Les caractéristiques du Rwanda observées au Soudan, selon des responsables de l'ONU

29 mars 2004

On signale que la population de la région du Darfour -appartenant majoritairement aux communautés ethniques Fur, Masalit, Dajo, Tunjur, Tama et Zaghawas- est victime de violations systématiques des droits de l'homme perpétrées principalement par des milices, alliées du Gouvernement, comme les Djandjawids, les Muraheleen et les Forces populaires de défense, s'inquiètent dans une déclaration commune le Représentant du Secrétaire général sur les personnes déplacées et sept Rapporteurs spéciaux de la Commission des droits de l'homme.

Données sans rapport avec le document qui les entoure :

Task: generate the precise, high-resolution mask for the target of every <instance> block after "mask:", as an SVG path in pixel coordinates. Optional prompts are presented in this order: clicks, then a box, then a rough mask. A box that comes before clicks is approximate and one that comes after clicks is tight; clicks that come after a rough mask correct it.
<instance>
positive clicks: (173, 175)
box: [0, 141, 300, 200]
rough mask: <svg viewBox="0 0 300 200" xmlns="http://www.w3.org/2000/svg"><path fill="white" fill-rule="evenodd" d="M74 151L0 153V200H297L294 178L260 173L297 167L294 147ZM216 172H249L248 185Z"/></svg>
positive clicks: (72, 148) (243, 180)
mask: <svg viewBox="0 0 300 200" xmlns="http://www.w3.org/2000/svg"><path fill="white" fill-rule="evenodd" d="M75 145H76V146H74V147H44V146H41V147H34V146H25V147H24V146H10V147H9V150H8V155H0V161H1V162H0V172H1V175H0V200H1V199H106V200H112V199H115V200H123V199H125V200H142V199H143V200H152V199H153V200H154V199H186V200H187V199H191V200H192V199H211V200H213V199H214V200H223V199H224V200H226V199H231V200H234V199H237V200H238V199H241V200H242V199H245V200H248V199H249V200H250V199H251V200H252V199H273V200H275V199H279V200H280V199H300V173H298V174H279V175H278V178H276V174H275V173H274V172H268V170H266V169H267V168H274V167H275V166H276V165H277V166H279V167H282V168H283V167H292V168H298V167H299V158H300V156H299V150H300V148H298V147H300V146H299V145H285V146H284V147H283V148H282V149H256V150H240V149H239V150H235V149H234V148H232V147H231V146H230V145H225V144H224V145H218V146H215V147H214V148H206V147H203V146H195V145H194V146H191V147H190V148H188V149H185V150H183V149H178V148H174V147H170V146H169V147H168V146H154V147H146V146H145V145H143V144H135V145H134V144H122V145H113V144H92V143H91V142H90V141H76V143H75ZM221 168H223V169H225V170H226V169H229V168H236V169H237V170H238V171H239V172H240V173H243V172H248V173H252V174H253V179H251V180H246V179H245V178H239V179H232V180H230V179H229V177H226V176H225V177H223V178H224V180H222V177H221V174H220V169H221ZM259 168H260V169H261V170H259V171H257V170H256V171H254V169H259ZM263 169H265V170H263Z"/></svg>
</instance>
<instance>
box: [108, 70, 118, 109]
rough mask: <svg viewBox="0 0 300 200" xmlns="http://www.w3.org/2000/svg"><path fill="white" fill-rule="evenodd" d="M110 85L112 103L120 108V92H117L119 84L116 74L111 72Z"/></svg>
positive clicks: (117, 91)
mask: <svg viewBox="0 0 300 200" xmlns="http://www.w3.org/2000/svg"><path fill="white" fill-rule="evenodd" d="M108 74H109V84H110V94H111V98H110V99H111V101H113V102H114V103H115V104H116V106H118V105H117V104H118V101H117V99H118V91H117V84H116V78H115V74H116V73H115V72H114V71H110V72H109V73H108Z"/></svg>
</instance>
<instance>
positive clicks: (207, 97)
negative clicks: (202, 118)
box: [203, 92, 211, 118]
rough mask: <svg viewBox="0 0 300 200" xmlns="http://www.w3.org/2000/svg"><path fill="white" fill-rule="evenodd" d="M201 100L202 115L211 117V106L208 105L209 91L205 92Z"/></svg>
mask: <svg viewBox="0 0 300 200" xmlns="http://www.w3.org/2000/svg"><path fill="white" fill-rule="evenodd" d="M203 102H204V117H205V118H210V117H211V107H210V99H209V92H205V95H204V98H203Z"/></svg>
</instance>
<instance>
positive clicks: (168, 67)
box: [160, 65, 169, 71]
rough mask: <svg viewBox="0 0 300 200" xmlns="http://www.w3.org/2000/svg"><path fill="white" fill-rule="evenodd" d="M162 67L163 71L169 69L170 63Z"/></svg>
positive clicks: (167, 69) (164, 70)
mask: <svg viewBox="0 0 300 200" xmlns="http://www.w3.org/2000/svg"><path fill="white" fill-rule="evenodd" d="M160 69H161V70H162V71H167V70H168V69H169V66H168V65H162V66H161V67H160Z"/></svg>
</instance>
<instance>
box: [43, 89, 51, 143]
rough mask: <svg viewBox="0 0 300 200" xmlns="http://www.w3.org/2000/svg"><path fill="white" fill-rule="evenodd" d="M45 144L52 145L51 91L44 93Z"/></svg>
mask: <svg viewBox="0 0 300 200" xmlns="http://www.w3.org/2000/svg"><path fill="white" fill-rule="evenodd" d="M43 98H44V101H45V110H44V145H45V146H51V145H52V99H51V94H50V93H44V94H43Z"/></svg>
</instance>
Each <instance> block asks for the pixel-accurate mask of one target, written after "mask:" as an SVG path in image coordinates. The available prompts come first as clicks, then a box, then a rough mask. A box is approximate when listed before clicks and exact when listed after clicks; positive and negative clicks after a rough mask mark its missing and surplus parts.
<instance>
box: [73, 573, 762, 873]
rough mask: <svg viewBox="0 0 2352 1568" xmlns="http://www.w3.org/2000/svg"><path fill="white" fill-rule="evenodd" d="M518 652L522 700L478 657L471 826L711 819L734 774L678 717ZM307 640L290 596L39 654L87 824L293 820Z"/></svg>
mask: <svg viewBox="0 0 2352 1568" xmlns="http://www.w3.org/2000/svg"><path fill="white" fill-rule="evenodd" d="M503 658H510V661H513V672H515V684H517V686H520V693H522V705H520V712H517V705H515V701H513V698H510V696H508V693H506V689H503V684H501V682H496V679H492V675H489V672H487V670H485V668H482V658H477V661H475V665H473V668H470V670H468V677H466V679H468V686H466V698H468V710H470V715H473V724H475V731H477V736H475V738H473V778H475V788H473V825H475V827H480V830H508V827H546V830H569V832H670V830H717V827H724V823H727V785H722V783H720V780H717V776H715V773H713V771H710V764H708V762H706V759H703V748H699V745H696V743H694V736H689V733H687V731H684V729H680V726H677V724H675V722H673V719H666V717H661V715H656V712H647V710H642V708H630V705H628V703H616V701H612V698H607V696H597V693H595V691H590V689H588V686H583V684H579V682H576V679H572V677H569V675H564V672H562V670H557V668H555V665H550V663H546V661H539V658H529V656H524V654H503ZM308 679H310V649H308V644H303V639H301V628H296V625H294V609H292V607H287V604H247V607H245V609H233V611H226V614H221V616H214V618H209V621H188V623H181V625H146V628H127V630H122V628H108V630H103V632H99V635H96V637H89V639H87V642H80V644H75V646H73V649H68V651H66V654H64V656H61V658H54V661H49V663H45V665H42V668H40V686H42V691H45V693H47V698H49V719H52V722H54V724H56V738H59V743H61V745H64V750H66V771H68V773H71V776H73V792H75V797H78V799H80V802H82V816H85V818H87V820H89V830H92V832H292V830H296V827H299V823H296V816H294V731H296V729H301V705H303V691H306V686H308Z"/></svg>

Selon certaines allégations, le Gouvernement encouragerait l'action des milices dans le but de poursuivre une stratégie de déplacement forcé des populations non arabes de la région, indiquent le Représentant spécial et les rapporteurs. Depuis 2003, plus de 100 000 personnes auraient fui vers le Tchad, et pas moins de 750 000 personnes auraient été déplacées à l'intérieur du Soudan, pays détenant déjà le plus grand nombre de personnes déplacées au monde.

La déclaration précise également que, selon des informations récentes, la situation s'est gravement détériorée et un nombre important de personnes auraient été tuées. Les informations reçues rapportent que les milices seraient responsables d'attaques contre les populations réfugiées et déplacées, de viols de femmes et de petites filles, d'enlèvements d'enfants, de douzaines de villages brûlés, de pillages et de destructions de bétail.

De hauts fonctionnaires des Nations Unies, présents dans le pays, décrivent la situation comme ayant « des caractéristiques comparables, sinon l'ampleur, à celles du génocide du Rwanda », note la déclaration.